Fact Check on E-Cigarette Use for Parents

There has been much information in the news recently about the importance of good chemical health. While e-cigarette use has gone up across the country in the last year, we are encouraged that family relationships can positively impact the choices a teenager makes in life and can largely influence a student’s identity, professional capability and vision of themselves in the future.

There has been a lot of misleading information about e-cigarette use. Many popular articles and advertisements have stated that e-cigarettes contain only nicotine and water vapor, but researchers have found some disturbing new information about chemicals that are formed during the vape process and how they impact the body.

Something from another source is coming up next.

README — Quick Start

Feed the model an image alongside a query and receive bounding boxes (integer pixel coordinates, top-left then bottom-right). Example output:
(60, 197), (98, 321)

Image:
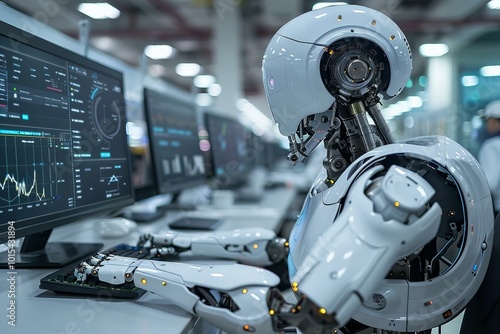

According to the 2016 Surgeon General Report, e-cigarettes have some very negative health consequences that are not yet fully understood. Updated vape devices have enabled a user to inhale nicotine at a variety of levels, bringing the chances for addiction to new levels earlier in the stages of use (Kosmider, 2014). Studies have also found that the heating elements in e-cigarette containers have the capability to break down contents found in aerosol that will cause tissue damage in animals, including DNA damage and cell deterioration (Canistro, 2017). Much of the research is preliminary as e-cigarette use is a new activity and the long term impact is unknown.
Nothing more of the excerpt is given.